How can such an equation for the temperature of a *black body* be valid in this case?

Question

I am currently studying The Art of Electronics, third edition, by Horowitz and Hill. Exercise 1.6 says the following:

C. Power in resistors
The power dissipated by a resistor (or any other device) is \$P = IV\$. Using Ohm’s law, you can get the equivalent forms \$P = I^2 R\$ and \$P = V^2 / R\$.
Exercise 1.6. Optional exercise: New York City requires about \$10^{10}\$ watts of electrical power, at 115 volts (this is plausible: 10 million people averaging 1 kilowatt each). A heavy power cable might be an inch in diameter. Let’s calculate what will happen if we try to supply the power through a cable 1 foot in diameter made of pure copper. Its resistance is \$0.05 \ \mu \Omega\$ (\$5 \times 10^{−8}\$ ohms) per foot. Calculate (a) the power lost per foot from “\$I^2R\$ losses," (b) the length of cable over which you will lose all \$ 10^{10} \$ watts, and (c) how hot the cable will get, if you know the physics involved (\$ \omega = 6 \times 10^{-12} \text{W}/\text{K}^4 \text{cm}^2 \$). If you have done your computations correctly, the result should seem preposterous. What is the solution to this puzzle.

We managed to get the answer to (a) here as \$ 3.8 \times 10^8 \ \text{W}/\text{ft} \$. I then get \$ \dfrac{10^{10} \text{W}}{3.8 \times 10^8 \ \text{W}/\text{ft}} = 26.32 \ \text{ft} \$ for (b).

Now, I'm trying to solve (c). I'm referring to this document, which claims that, to calculate the heat dissipated by the cable, we can use the Stefan-Boltzmann equation.
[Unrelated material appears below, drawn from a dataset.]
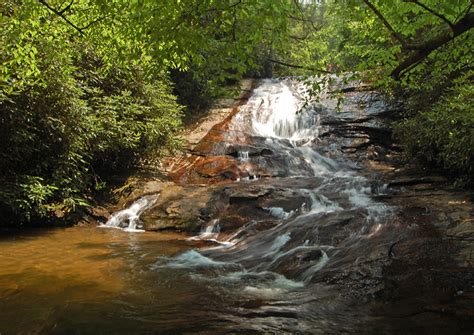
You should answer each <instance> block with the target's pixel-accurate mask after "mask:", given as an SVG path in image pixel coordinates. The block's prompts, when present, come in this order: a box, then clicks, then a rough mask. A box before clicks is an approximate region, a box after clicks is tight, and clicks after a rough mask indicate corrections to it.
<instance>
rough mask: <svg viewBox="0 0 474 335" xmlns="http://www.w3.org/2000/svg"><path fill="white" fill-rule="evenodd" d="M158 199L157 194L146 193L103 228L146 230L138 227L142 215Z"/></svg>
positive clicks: (109, 222)
mask: <svg viewBox="0 0 474 335" xmlns="http://www.w3.org/2000/svg"><path fill="white" fill-rule="evenodd" d="M157 199H158V195H157V194H152V195H146V196H144V197H141V198H140V199H138V200H136V201H135V202H134V203H133V204H132V205H130V207H128V208H125V209H122V210H121V211H118V212H116V213H114V214H112V217H111V218H110V219H109V220H108V221H107V222H106V223H105V224H103V225H100V226H99V227H101V228H118V229H122V230H124V231H128V232H144V230H142V229H137V226H138V224H139V223H140V215H142V213H143V212H144V211H146V210H147V209H148V208H150V207H151V206H152V205H153V204H154V203H155V202H156V200H157Z"/></svg>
However, according to the Wikipedia article, this equation describes the power radiated from a black body in terms of its temperature. How can such an equation for the temperature of a black body be valid in this case?

---

EDIT

Answer 1

First, the exercise is intended to present an absurd answer (I assume they're using it to lead in to the use of high-tension wires).
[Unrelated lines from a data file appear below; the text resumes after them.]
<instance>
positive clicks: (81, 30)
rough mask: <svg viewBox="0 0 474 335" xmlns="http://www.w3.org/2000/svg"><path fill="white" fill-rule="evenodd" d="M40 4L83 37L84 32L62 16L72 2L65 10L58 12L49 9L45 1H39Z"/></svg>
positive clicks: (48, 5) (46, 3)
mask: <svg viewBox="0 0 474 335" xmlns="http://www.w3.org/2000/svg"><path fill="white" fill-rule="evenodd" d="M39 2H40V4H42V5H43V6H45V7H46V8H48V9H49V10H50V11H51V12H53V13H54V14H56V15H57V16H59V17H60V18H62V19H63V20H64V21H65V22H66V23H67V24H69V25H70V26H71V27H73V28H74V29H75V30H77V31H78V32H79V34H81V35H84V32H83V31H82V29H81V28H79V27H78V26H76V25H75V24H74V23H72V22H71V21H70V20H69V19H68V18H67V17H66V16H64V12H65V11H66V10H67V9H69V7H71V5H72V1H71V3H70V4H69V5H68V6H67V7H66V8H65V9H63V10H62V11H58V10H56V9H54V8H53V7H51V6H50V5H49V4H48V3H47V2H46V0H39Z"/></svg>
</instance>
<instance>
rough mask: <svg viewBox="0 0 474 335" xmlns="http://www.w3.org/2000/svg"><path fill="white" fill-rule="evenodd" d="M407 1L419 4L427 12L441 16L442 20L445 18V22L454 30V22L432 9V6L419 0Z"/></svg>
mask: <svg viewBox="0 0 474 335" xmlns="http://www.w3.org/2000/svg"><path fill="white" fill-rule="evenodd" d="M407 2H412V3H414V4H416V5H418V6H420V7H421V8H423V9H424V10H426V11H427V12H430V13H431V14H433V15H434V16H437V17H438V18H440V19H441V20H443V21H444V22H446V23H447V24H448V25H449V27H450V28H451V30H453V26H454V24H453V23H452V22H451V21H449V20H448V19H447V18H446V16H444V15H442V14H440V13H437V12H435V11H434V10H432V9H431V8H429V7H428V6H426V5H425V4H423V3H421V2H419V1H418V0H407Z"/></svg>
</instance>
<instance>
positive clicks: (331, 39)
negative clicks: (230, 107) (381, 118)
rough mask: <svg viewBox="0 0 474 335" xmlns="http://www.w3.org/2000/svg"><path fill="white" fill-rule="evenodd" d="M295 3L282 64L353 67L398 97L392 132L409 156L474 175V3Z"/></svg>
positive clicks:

Second, blackbody radiation is used for more than things that are perfectly black. The Stefan-Boltzmann equation is only valid for things with a perfectly black surface -- but it's easy to adjust it's effects based on the surface's emissivity, or to adjust the surface emissivity for the purpose at hand (Which is why some heat sinks are black. See my last paragraph).

Copper isn't very emissive (because it's shiny -- emissivity is more or less the reciprocal of reflectivity) but they're trying to show that even if the thing were perfectly black it'd still reach an absurdly high temperature. So for finding the minimum temperature that the thing would reach from radiative cooling, purely radiative cooling, they're on track.

A slightly more real-world calculation would use convective cooling (i.e., air) -- but given the temperature reached with just radiative cooling, you're really just finding that the wire will take about five times longer to explode into copper vapor with convective cooling as it would with radiative.

Radiative cooling really is a thing, and while it's contribution to cooling stuff in air is usually not the biggest factor, it's enough to motivate people to often make heat sinks (and engine cooling fins) black. This post -- Does the paint colour matter on a heat sink? -- does a rough calculation for a given heat sink to find that the radiative cooling in still air is something like 25% of the total (I suspect it's less). For a heat sink in a vacuum, all the cooling is radiative, so "black body" radiation does matter (as does emissivity -- if you see some bit of space hardware wrapped in shiny foil, it's because the designer wants it to stay cool when the sun is shining on it).